By Our Staff Reporter

BANGALORE, OCT. 1. A public meeting on ``Deaths of child labourers in suspicious circumstances'', organised here on Monday, showed that children were employed in the homes of educated and successful members of society.

``Case studies'' and first-person accounts of two girls who were ``rescued'', presented at the meeting, showed that educated employers routinely brutalised the children they employed.

The body of 10-year-old Malisha (the name has been changed) was found in a drain near Bhoodala Ring Road in Davangere, in January this year. The Campaign Against Child Labour (CACL), an NGO, said that an investigation showed that she was raped and killed.

Her sad story formed one of the six ``case studies'' presented by the CACL. The organisation said Malisha had been employed as a domestic servant by a local businessman. A case was pending in a court in Davangere, and the employer had not been arrested, the CACL said.

The ``jury members'' at the meeting which was described as a ``public hearing'', were Prof. Ravi Varma Kumar, an advocate, Prof. Babu Mathew of the National Law School of India University, and Ms. Nina Naik, President, Karnataka State Council for Child Welfare. The Commissioner of Labour, Bangalore, was present as an observer.

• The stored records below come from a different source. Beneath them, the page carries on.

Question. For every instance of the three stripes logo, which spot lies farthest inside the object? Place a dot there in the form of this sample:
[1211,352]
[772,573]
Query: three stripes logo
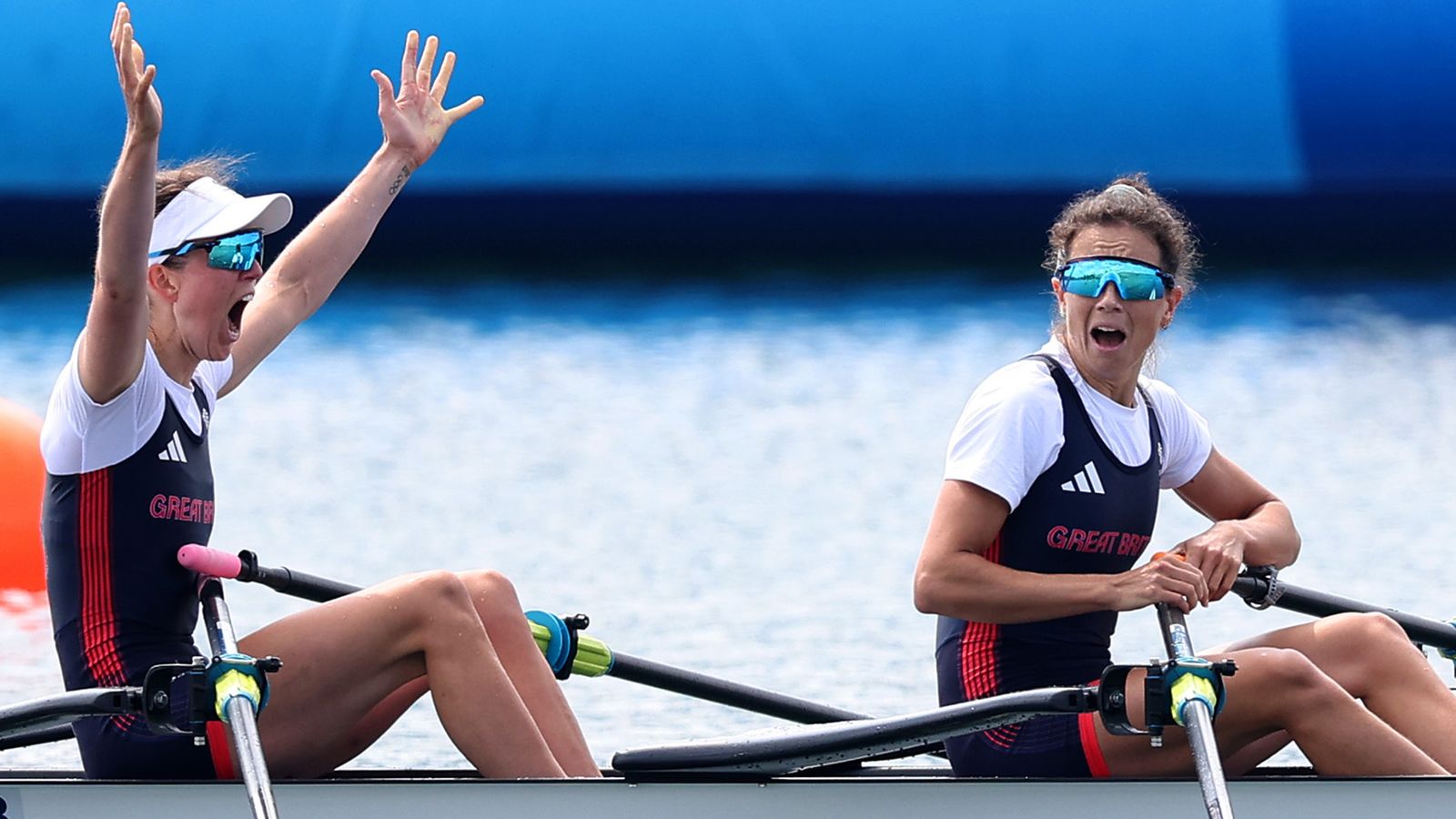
[174,450]
[1087,480]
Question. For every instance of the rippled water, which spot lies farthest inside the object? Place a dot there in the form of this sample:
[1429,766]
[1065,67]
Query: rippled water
[735,479]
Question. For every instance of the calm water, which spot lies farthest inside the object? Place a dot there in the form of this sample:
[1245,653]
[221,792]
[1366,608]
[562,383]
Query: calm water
[735,480]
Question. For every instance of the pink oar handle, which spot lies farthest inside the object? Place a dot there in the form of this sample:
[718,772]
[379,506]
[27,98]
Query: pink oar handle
[213,562]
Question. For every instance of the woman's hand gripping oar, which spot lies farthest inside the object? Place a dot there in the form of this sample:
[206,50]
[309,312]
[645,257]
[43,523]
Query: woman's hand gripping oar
[1261,588]
[565,647]
[1196,693]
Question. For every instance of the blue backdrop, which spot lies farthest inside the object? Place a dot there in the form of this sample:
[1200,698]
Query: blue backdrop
[1274,96]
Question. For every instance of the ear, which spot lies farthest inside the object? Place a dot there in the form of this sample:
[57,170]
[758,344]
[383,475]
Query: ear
[165,281]
[1060,295]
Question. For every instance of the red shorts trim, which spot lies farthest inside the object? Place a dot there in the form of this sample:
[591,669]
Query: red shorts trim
[223,753]
[1097,765]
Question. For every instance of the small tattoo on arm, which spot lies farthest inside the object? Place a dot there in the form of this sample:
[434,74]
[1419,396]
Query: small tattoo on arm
[399,181]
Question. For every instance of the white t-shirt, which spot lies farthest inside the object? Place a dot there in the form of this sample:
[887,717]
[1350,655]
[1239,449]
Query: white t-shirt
[84,436]
[1011,429]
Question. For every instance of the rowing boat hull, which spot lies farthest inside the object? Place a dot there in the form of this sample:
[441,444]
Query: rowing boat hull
[441,796]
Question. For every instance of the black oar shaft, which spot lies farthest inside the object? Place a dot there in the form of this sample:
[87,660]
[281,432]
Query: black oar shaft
[1320,603]
[725,693]
[295,583]
[623,666]
[1198,720]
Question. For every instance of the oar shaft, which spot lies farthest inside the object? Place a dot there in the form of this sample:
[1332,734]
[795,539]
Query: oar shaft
[1320,603]
[1198,719]
[725,693]
[242,719]
[622,666]
[1206,760]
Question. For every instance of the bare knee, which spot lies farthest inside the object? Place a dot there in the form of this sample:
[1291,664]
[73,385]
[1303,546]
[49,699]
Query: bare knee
[431,599]
[1285,681]
[492,596]
[1369,632]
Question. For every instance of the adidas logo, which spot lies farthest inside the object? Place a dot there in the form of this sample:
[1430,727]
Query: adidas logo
[174,450]
[1085,481]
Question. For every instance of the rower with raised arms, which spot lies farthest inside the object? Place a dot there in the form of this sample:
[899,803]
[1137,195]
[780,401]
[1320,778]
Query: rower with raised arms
[181,314]
[1050,493]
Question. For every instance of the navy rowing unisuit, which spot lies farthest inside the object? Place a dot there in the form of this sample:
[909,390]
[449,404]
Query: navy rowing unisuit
[1088,513]
[120,601]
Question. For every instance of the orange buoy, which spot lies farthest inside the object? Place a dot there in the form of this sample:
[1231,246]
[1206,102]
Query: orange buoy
[22,481]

The case studies showed that the employers allegedly involved were a factory owner, a district health officer, a businessman, a coffee planter, a lawyer, and a corporator from Bangalore.

Each of the case studies dealt with a minor girl from an impoverished family. The girls worked like slaves and were barely paid wages. They were not allowed to visit their families.

In each case, the employers were suspected to have had a hand in the death of the child worker, and the investigation was done by police. In one case, involving the death of a 13-year-old girl in the house of a district health officer in Mysore in 1997, a Corps of Detectives inquiry, instituted four years after the death, found that the girl committed suicide, the CACL said. The other cases were pending in the courts, it added.